In his opinion, Magistrate Judge Treece specifically noted that, “With the advent of software, predictive coding, spreadsheets, and similar advances, the time and cost to produce large reams of documents can be dramatically reduced . . . the Court is more convinced than ever that [the subpoena] is not . . . an overwhelming and incomprehensible burden.”
Time and Cost Savings
Predictive coding can also save attorneys’ time and clients’ money. With predictive coding, documents can be coded, screened and prioritized faster than in-person review, which can sometimes take months to complete. The availability of predictive coding also reduces the number of attorneys needed to conduct document review. In turn, this technology may level the playing field for solo or small firm practitioners who historically have not been able to hire legions of lawyers to conduct document review. Additionally, since the predictive coding program relies on the judgment of the senior attorney who trains it, the outcomes are likely to be more consistent and accurate than if an attorney hires multiple individuals who are less familiar with the facts to review the documents.
In turn, predictive coding provides cost savings to clients. A timely and accurate discovery screening process allows clients’ funds to be spent on attorneys’ time reviewing the documents that are actually relevant and useful to the litigation. Judge Kaplan noted these time and cost savings. “Predictive coding is an automated method that credible sources say has been demonstrated to result in more accurate searches at a fraction of the cost of human reviewers.”
Beyond Predictive Coding: Artificial Intelligence
Predictive coding may just be the beginning of the possible uses of technology software in the legal industry. Writing in Law Technology News, Tam Harbert reports that IBM has started developing and commercializing Watson, its “cognitive platform” for the legal industry, specifically targeting large law firms, legal service providers, and corporate law departments.
According to Rich Holada, vice president of transformations for the legal industry in the IBM Watson Group, “Watson [would] be ‘trained in the legal corpus,’ essentially by reading an unstructured document set of legal knowledge.” Three possible uses for Watson’s technology within the legal industry include: 1) automated associate; 2) legal research; and, 3) work focusing on the process of law, using quantitative predictive and descriptive analytics.

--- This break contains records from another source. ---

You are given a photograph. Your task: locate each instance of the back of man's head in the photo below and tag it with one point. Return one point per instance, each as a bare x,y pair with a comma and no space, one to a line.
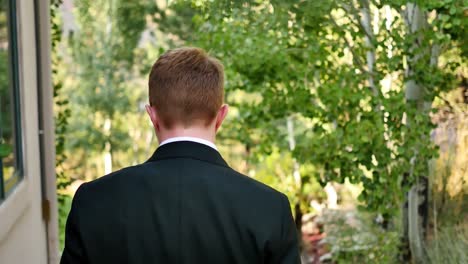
186,87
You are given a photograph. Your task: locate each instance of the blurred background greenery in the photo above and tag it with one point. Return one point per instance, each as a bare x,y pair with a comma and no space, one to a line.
357,110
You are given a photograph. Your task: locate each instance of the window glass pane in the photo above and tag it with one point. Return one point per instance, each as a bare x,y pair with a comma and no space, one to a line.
10,145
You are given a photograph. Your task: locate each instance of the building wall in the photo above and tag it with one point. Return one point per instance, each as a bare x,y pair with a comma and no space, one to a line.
24,234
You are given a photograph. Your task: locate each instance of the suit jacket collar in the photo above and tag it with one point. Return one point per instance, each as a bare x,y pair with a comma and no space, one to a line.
188,149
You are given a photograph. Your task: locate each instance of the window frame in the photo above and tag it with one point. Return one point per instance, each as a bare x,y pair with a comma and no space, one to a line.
14,84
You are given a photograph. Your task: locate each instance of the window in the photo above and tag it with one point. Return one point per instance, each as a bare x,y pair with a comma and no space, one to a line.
10,120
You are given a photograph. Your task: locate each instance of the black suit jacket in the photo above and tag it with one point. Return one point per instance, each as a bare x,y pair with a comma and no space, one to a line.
184,205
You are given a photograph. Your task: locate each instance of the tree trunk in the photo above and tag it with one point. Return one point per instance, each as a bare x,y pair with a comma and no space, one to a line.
107,148
415,208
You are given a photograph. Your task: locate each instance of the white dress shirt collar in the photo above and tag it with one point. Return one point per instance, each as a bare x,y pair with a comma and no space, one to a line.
192,139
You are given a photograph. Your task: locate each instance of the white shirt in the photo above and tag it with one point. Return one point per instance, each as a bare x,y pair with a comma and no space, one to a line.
193,139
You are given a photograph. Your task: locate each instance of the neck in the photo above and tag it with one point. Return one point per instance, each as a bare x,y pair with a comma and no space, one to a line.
197,132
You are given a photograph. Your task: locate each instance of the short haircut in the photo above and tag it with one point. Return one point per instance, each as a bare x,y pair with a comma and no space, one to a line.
186,86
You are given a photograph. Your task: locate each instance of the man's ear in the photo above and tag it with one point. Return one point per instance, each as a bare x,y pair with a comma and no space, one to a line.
153,116
221,116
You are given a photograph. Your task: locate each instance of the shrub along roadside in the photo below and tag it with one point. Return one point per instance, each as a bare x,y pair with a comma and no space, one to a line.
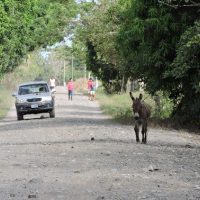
5,101
119,107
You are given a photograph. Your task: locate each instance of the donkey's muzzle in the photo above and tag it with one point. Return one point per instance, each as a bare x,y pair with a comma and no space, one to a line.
136,116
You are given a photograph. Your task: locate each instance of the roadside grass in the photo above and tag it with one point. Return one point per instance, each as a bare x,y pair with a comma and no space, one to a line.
5,101
119,107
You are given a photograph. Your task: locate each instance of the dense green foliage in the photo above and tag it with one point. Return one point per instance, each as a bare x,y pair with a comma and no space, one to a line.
26,25
154,41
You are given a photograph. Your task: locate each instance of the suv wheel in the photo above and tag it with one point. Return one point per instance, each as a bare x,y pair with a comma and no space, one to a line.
20,116
52,114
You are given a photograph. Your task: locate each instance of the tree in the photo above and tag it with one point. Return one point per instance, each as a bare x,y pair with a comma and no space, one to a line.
26,25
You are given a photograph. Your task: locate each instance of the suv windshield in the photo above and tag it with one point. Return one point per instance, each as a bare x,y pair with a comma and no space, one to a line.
32,89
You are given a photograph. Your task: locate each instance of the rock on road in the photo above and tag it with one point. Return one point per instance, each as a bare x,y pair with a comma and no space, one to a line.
53,159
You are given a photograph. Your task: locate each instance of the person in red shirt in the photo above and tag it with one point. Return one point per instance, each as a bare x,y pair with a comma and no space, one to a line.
70,88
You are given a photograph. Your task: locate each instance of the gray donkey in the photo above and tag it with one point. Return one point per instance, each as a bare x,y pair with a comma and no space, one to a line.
141,115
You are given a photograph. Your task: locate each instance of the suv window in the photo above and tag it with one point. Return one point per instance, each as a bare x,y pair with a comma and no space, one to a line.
32,89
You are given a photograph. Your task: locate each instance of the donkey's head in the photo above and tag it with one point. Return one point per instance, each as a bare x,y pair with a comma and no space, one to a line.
137,106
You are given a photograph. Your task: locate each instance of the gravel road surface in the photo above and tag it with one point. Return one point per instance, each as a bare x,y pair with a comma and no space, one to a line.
83,155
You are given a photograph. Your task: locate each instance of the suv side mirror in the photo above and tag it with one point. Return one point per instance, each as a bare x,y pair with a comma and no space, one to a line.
14,94
53,90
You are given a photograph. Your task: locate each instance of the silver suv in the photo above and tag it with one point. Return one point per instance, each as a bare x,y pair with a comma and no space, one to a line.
34,98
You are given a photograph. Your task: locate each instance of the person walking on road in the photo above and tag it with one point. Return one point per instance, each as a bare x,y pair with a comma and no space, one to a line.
70,88
52,82
91,89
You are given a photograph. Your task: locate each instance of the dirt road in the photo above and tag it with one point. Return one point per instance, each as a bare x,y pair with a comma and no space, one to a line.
53,159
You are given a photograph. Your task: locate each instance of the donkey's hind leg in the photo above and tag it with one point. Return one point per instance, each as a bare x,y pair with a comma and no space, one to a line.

Although there is no word on when (or if) Watson will make its legal debut, the use of technology in the legal field seems inevitable. With the emergence, and apparent judicial acceptance, of predictive coding and the certainty of greater technological advancements on the horizon, attorneys will be well-served to understand and embrace these changes as they come. Their ability to effectively serve clients depends on it.
The Commission’s intern Lauren McGee of Chicago Kent Law School contributed to this post.